Characterization of macaque retinal ganglion cell responses using spike-triggered covariance

J W Pillow, E P Simoncelli and E J Chichilnisky

Published in Computational and Systems Neuroscience (CoSyNe), (109), Mar 2004.

Light responses of retinal ganglion cells (RGCs) exhibit several types of nonlinear behavior, including an accelerating contrast-response function, nonlinear pooling of spatial information, and dynamic gain adjustment. Such behaviors have been separately documented in a number of different experiments, each based on a different type of restricted stimuli. We describe a spike-triggered covariance (STC) analysis that aims to provide a complete characterization of RGC responses.

Multi-electrode recordings from macaque RGCs were obtained from isolated retinas stimulated with one-dimensional spatiotemporal white noise (i.e. flickering bars). Spike-triggered average (STA) analysis revealed center-sur-round spatial organization and biphasic temporal integration expected from RGCs. Eigenvector analysis of the STC revealed components with spatial and temporal structure distinct from the STA. Excitatory components (i.e. those associated with large eigenvalues) exhibited temporal structure similar to the STA, but finer spatial structure, consistent with receptive field subunits. Suppressive components exhibited spatial structure similar to the STA or to excitatory components, but temporal structure that was time-delayed relative to the STA, consistent with spike generation or contrast gain control nonlinearities.
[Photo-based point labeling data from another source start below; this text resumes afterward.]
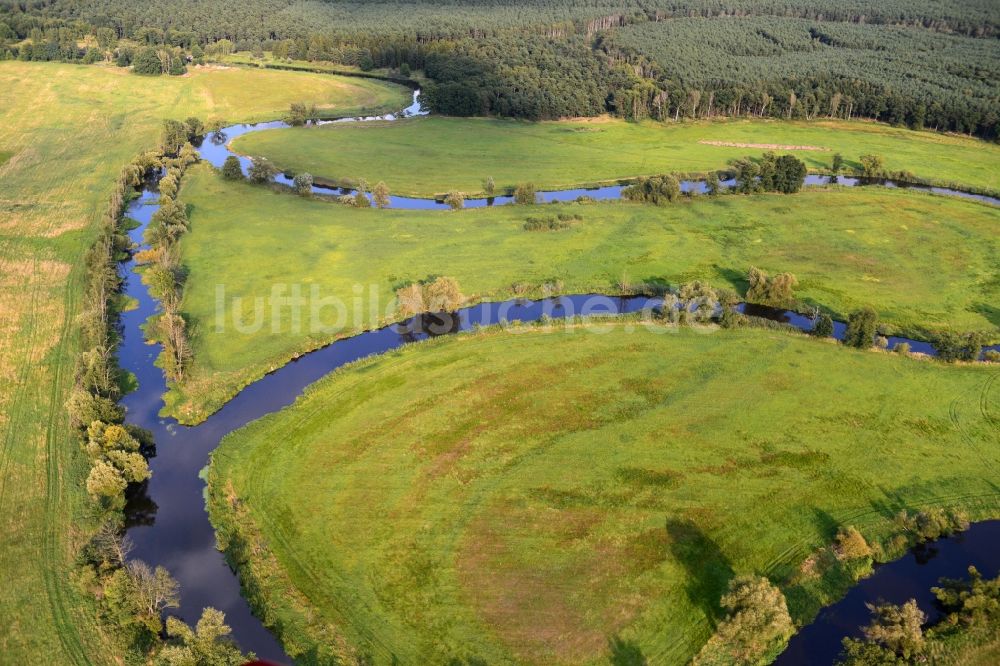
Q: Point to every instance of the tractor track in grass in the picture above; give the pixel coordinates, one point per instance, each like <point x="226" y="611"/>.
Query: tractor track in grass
<point x="15" y="409"/>
<point x="956" y="420"/>
<point x="984" y="401"/>
<point x="56" y="436"/>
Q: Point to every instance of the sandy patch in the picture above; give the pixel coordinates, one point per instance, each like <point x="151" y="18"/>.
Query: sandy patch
<point x="764" y="146"/>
The detailed spatial and temporal structure of these components was probed with a subspace-conditional analysis. STC components were examined in a subspace corresponding to either temporal or spatial stimulus features, obtained by filtering the stimulus with the spatial or temporal profile of the STA. The reduced stimulus dimensionality increased statistical power and revealed a larger number of significant STC components: multiple excitatory spatial components and one or two suppressive temporal components in most cells.
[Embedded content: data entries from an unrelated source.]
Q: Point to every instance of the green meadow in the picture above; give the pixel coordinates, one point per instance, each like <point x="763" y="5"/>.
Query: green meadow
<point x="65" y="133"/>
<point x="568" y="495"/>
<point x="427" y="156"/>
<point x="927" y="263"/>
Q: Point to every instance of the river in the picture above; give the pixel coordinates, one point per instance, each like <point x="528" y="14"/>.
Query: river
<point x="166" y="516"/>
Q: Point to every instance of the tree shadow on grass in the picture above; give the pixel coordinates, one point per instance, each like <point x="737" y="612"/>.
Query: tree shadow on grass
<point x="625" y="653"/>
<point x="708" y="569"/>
The STC components were then used to constrain a model of RGC light response. The model consisted of identical spatially shifted subunits whose outputs were combined nonlinearly, and a divisive temporal feedback signal. Subunit profiles were constrained to lie within the subspace spanned by spatial and temporal STC components, and the parameters of the nonlinear combination rule and feedback signal were fit using maximum likelihood. This model accurately reproduced the observed STA, contrast-response function, and detailed spatial and temporal structure of STC components. It also provided a substantially more accurate prediction of novel spike trains than a single-filter model characterized using only the STA.